Var olan Şey Görülür Olmayan Görülmez ki (!)
Hiç unutmam, küçüklüğümde koyunlarımızı gece yaylaya çıkardığımızda dağlarda, kırlarda ışıl ışıl ışık veren ateş böcekleri görür, hatta onları toplardık. Ufacık bu böcekler âdeta kandil gibi etrafına ışık verir parlardı. Sadi-i Şirazi, Bostan ve Gülistan’ında anlatır: “ Bir gün birisi, ona: ‘‘Ey geceleri ışıldayan minik böcek, gündüzleri neredesin?’’ diye sorar. Yerden doğan o küçücük böcek öyle bir cevap verir ve soranın feleğini şaşırtır. “ Ben, gece gündüz meydandayım. Hiçbir yere saklandığım yok. Gündüz de toprak üzerindeyim, güneş ışınları karşısında siz beni göremiyorsunuz.”
Ne var ki zaman zaman yarasalar gibi Allah’ın nuru da bazı insanların gözlerini kamaştırıyor onu göremeyince de inkâra sürüklüyor. Elli beş yıl önce, öğretmenliğe başladığım yıllar, dünyada ve ülkemizde koyu pozitivizmin hâkim olduğu yıllardı. Görev yaptığım Salihli Lisesi’nde sınıfa girdiğimde branşım icabı dersimde “ Kul olarak Allah’a karşı görevlerimiz’’ konusunu işlemeye başladığımda öğrencilerden biri parmak kaldırarak: “ Hocam, Allah yok ki görevimiz olsun.” demez mi? Bir an durakladım. Soru soran öğrencimi azarlamadan ve sakin bir şekilde gülerek: “Yok olduğunu nerden biliyorsun? Yok olanın bir adı sanı olmaz. İnsanlık var olalıdan beri, var ki, varlığından söz ediyoruz”. dediğimde, öğrencilerim düşünceleriyle açılmaya başladı. “Hocam, biz de inanıyoruz ama sizden önce sınıftan çıkan felsefe öğretmenimiz (…) sınıfa girdi. ‘Allah yok’ dedi ve yokluğunu ispat etti.” dediler. Ben de nasıl ispat etti diye, sorduğumda öğrenciler: “Hocam, felsefe öğretmenimiz (…) bize sınıfın kapısı var mı? Var dedik. Penceresi var mı? Var dedik. Sınıfta ben var mıyım? Koro halinde varsınız, hocam.’’ dedik. Sonra öğretmenimiz görüyorsunuz ki ‘‘var’’ diyorsunuz. Pekâlâ “Allah var mı?’’ diye sordu. Bizler de var, dedik. O hâlde gösterin, dedi. Biz de birtakım cevaplar verdik ama bizim cevaplarımızı dikkate almadı ve ilave etti. “Var olan şey görülür, olmayan şey ise görülmez. Allah da görülmediğine göre yok. Ben de gözümle görmediğime duyularımla algılamadığıma da inanmam” dedi. Bana “ Siz ne diyorsunuz, hocam?” dediler.

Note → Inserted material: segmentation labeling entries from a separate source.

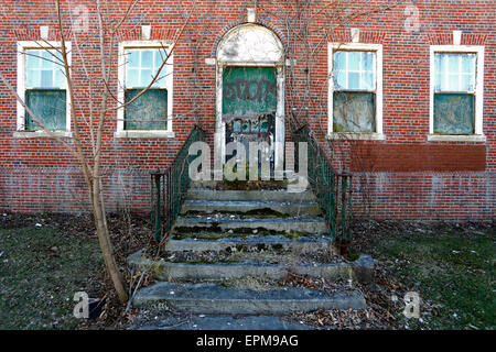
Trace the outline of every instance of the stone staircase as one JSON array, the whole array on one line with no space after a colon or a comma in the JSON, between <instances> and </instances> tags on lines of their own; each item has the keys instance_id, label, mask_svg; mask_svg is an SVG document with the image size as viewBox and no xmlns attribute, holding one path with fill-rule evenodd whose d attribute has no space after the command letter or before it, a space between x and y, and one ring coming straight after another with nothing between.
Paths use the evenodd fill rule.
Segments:
<instances>
[{"instance_id":1,"label":"stone staircase","mask_svg":"<svg viewBox=\"0 0 496 352\"><path fill-rule=\"evenodd\" d=\"M334 254L310 190L218 188L215 182L192 183L162 257L129 257L130 267L158 280L139 290L133 306L161 318L136 328L303 329L281 317L365 308L353 283L371 279L374 261ZM290 272L339 284L294 287L284 282Z\"/></svg>"}]
</instances>

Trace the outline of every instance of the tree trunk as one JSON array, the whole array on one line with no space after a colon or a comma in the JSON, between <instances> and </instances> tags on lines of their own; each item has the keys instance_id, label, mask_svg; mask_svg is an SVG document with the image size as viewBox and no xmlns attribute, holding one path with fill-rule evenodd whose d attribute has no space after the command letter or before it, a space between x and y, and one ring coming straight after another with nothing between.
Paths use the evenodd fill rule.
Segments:
<instances>
[{"instance_id":1,"label":"tree trunk","mask_svg":"<svg viewBox=\"0 0 496 352\"><path fill-rule=\"evenodd\" d=\"M117 295L119 296L119 300L122 304L126 304L128 301L128 293L126 292L122 275L120 274L119 268L117 267L116 260L114 257L112 244L110 242L110 235L106 223L106 213L101 204L100 183L98 182L98 179L93 180L91 187L93 197L90 198L93 201L95 227L97 230L101 253L104 254L105 265L107 266L107 271L110 275L110 278L112 279L114 286L117 290Z\"/></svg>"}]
</instances>

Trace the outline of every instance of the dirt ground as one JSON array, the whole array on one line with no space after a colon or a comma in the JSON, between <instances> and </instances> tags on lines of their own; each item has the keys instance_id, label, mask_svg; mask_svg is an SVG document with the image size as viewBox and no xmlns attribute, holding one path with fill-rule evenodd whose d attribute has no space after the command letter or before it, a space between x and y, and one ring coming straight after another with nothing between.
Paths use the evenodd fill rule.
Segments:
<instances>
[{"instance_id":1,"label":"dirt ground","mask_svg":"<svg viewBox=\"0 0 496 352\"><path fill-rule=\"evenodd\" d=\"M150 246L151 227L148 217L128 213L110 215L108 224L117 262L129 287L136 288L140 273L126 266L129 254ZM68 240L96 241L89 216L14 215L0 212L0 253L2 233L29 229L52 229L47 235ZM367 309L363 311L326 310L294 314L285 319L310 324L315 329L494 329L494 258L495 223L421 223L393 221L355 221L352 226L354 249L376 260L374 283L360 286ZM97 249L97 248L96 248ZM474 254L475 253L475 254ZM50 254L50 253L48 253ZM8 256L3 254L0 261ZM60 253L63 255L63 253ZM42 257L41 257L42 260ZM126 312L115 295L101 258L86 265L83 280L93 297L106 297L98 320L78 320L75 324L47 324L46 329L127 329L137 310ZM98 262L99 261L99 262ZM1 264L1 263L0 263ZM74 270L74 265L73 265ZM86 272L85 272L86 271ZM440 284L436 286L436 282ZM450 283L456 282L456 285ZM143 285L151 284L148 277ZM289 273L284 285L322 289L339 283L302 277ZM358 285L353 283L353 285ZM445 286L450 289L446 290ZM455 292L452 297L453 290ZM418 292L422 297L420 319L407 319L403 297ZM456 294L459 296L456 296ZM460 306L460 307L459 307ZM4 307L0 309L10 309ZM1 314L1 312L0 312ZM67 316L67 314L64 314ZM54 317L53 319L58 319ZM8 329L28 329L13 324Z\"/></svg>"}]
</instances>

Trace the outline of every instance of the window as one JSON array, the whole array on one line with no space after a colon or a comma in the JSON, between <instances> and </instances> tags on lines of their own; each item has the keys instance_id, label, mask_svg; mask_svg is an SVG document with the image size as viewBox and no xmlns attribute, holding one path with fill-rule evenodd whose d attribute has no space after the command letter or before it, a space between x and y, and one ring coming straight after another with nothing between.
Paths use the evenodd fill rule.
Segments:
<instances>
[{"instance_id":1,"label":"window","mask_svg":"<svg viewBox=\"0 0 496 352\"><path fill-rule=\"evenodd\" d=\"M330 53L330 136L382 139L381 46L335 44Z\"/></svg>"},{"instance_id":2,"label":"window","mask_svg":"<svg viewBox=\"0 0 496 352\"><path fill-rule=\"evenodd\" d=\"M430 141L479 141L482 135L482 47L431 47Z\"/></svg>"},{"instance_id":3,"label":"window","mask_svg":"<svg viewBox=\"0 0 496 352\"><path fill-rule=\"evenodd\" d=\"M67 43L66 46L69 52L71 44ZM62 53L56 50L57 47L60 43L56 42L18 43L18 95L46 129L69 136L69 97ZM22 136L45 135L42 128L19 102L17 130Z\"/></svg>"},{"instance_id":4,"label":"window","mask_svg":"<svg viewBox=\"0 0 496 352\"><path fill-rule=\"evenodd\" d=\"M172 55L149 90L149 86L166 59L168 47L157 42L121 44L122 69L119 72L119 109L116 136L173 136L172 133Z\"/></svg>"}]
</instances>

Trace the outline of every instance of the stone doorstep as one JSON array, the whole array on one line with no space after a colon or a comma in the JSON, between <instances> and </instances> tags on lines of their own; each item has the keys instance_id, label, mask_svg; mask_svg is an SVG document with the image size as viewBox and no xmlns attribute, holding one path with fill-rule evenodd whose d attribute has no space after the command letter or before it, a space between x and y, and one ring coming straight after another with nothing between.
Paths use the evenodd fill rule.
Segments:
<instances>
[{"instance_id":1,"label":"stone doorstep","mask_svg":"<svg viewBox=\"0 0 496 352\"><path fill-rule=\"evenodd\" d=\"M140 289L133 306L205 315L284 315L319 309L365 309L366 301L358 289L330 296L310 288L283 287L257 292L219 284L162 282Z\"/></svg>"},{"instance_id":2,"label":"stone doorstep","mask_svg":"<svg viewBox=\"0 0 496 352\"><path fill-rule=\"evenodd\" d=\"M296 231L303 233L327 233L327 226L322 218L267 218L267 219L226 219L226 218L177 218L177 228L218 228L223 231L236 229L266 229L273 231Z\"/></svg>"},{"instance_id":3,"label":"stone doorstep","mask_svg":"<svg viewBox=\"0 0 496 352\"><path fill-rule=\"evenodd\" d=\"M246 201L246 200L192 200L184 201L181 213L187 211L213 212L248 212L252 210L270 209L290 216L317 216L321 213L319 205L313 201ZM261 216L262 217L262 216Z\"/></svg>"},{"instance_id":4,"label":"stone doorstep","mask_svg":"<svg viewBox=\"0 0 496 352\"><path fill-rule=\"evenodd\" d=\"M206 316L187 315L187 317L162 317L155 321L144 322L138 330L311 330L312 328L271 316Z\"/></svg>"},{"instance_id":5,"label":"stone doorstep","mask_svg":"<svg viewBox=\"0 0 496 352\"><path fill-rule=\"evenodd\" d=\"M266 276L282 279L292 270L296 274L311 275L323 278L353 278L363 284L370 283L374 275L374 260L366 254L355 262L331 264L268 264L268 263L218 263L218 264L187 264L171 263L164 260L149 260L141 257L141 251L128 258L130 267L147 267L157 279L208 279L223 280L244 276Z\"/></svg>"},{"instance_id":6,"label":"stone doorstep","mask_svg":"<svg viewBox=\"0 0 496 352\"><path fill-rule=\"evenodd\" d=\"M186 199L190 200L239 200L239 201L316 201L312 191L288 193L287 190L215 190L206 188L188 188Z\"/></svg>"},{"instance_id":7,"label":"stone doorstep","mask_svg":"<svg viewBox=\"0 0 496 352\"><path fill-rule=\"evenodd\" d=\"M328 246L330 241L326 237L301 237L295 241L294 239L284 238L283 235L247 235L245 238L226 237L219 240L187 238L184 240L169 240L165 250L168 252L219 252L228 249L237 249L239 246L247 249L252 248L255 250L260 245L267 249L273 249L276 246L281 251L309 253L322 250L323 246Z\"/></svg>"}]
</instances>

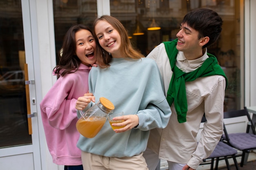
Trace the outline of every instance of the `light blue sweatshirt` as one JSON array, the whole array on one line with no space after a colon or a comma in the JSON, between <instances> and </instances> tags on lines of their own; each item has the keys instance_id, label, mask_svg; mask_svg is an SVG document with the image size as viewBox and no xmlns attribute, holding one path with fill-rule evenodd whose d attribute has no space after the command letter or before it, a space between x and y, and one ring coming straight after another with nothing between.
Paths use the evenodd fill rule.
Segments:
<instances>
[{"instance_id":1,"label":"light blue sweatshirt","mask_svg":"<svg viewBox=\"0 0 256 170\"><path fill-rule=\"evenodd\" d=\"M107 120L93 138L80 135L77 147L84 152L106 157L132 157L146 148L150 130L164 128L171 114L164 96L161 77L153 60L112 58L110 66L93 67L89 77L89 91L97 102L101 97L110 100L114 113L137 115L139 125L116 133ZM81 116L78 112L78 117Z\"/></svg>"}]
</instances>

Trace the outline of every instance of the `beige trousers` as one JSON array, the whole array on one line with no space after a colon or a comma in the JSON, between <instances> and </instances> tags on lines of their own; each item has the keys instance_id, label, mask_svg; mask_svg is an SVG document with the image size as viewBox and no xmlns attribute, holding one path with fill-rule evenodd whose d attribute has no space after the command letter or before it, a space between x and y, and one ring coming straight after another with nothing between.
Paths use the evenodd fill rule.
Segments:
<instances>
[{"instance_id":1,"label":"beige trousers","mask_svg":"<svg viewBox=\"0 0 256 170\"><path fill-rule=\"evenodd\" d=\"M148 170L141 153L132 157L107 157L82 151L82 162L86 170Z\"/></svg>"}]
</instances>

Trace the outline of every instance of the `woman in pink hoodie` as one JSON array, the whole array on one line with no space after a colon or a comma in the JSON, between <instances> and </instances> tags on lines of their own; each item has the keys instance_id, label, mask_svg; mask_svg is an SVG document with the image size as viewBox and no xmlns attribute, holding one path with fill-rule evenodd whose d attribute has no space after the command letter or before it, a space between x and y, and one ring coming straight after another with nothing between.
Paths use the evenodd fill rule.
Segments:
<instances>
[{"instance_id":1,"label":"woman in pink hoodie","mask_svg":"<svg viewBox=\"0 0 256 170\"><path fill-rule=\"evenodd\" d=\"M96 44L90 29L79 24L68 30L53 74L58 78L40 103L47 145L53 161L64 170L83 170L75 108L77 98L88 91L88 75L95 63ZM90 94L90 93L89 93ZM88 97L91 97L90 94Z\"/></svg>"}]
</instances>

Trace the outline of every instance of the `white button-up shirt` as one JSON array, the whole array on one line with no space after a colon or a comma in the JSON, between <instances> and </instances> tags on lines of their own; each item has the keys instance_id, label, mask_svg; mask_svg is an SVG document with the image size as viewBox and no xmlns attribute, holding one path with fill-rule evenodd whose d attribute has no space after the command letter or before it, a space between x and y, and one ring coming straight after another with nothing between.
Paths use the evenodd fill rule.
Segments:
<instances>
[{"instance_id":1,"label":"white button-up shirt","mask_svg":"<svg viewBox=\"0 0 256 170\"><path fill-rule=\"evenodd\" d=\"M209 57L205 51L202 57L191 60L187 60L183 53L179 51L176 66L186 73L193 71ZM154 59L158 66L166 96L173 72L164 44L155 48L147 57ZM159 153L160 159L187 164L196 169L203 159L210 156L222 134L225 86L225 78L218 75L186 82L186 122L178 122L173 104L167 126L164 129L151 130L148 147ZM196 137L204 113L207 121L198 144Z\"/></svg>"}]
</instances>

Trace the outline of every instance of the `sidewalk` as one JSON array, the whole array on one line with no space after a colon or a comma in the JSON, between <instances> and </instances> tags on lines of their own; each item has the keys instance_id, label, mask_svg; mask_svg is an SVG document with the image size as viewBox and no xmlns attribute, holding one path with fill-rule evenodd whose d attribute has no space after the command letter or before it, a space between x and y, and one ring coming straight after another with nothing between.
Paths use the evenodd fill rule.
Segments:
<instances>
[{"instance_id":1,"label":"sidewalk","mask_svg":"<svg viewBox=\"0 0 256 170\"><path fill-rule=\"evenodd\" d=\"M246 165L244 165L243 167L240 166L241 157L236 158L236 160L238 163L238 166L240 170L256 170L256 153L251 152L249 154ZM229 163L230 166L231 170L236 170L236 167L234 166L234 163L232 158L229 159ZM214 162L215 163L215 162ZM214 166L214 168L215 167ZM213 168L213 169L214 169ZM210 169L210 165L203 165L200 166L197 170L209 170ZM218 169L219 170L227 170L226 163L224 160L222 160L219 161Z\"/></svg>"}]
</instances>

Ben de öğrencilere: ‘‘Öğretmeniniz, bundan sonraki dersinize girdiğinde aynı soru metoduyla öğretmeninize karşılık verin, o zaman Allah’ın varlığını ispat edebilirsiniz.” dediğimde, öğrencilerin hepsi birden büyük bir sevinçle nasıl hocam? dediler. Öğretmeniniz sınıfa girdiğinde; elinizi, kolunuzu, yüzünüzü, saçınızı görüp görmediğini sorun. Elbette alacağınız cevap ‘‘ Görüyorum.’’ olacaktır. Sonra da: “ Hocam, aklımızı, ruhumuzu görüyor musun?’’ diye sorun. Mutlaka alacağınız cevap görmüyorum, olacaktır. Ondan sonra sorularınıza devam edin. Öğretmeniniz aldığı nefesi, çiçeklerin kokusunu görüyor mu? Kelebeklerin kanadının sesini duyuyor mu? Sorun, bakalım (!) Öğretmeniniz her şeyi görüyor mu, duyuyor mu?
Çocuklar, biz bu dünyada, gökyüzünde güneşi gördüğümüz gibi Allah’ı göremeyiz. Bizim gözümüzün gücü onun nurunu kapsama gücüne sahip değildir. Cenab-ı Hak’kın zatını göremeyiz ama eserleriyle bize bahşettiği nimetlerle onu her yerde görebiliriz. Zaten Cenab-ı Hak da: ‘‘Beni zatımla değil, size verdiğim nimetlerimle düşünün.’’ buyuruyor.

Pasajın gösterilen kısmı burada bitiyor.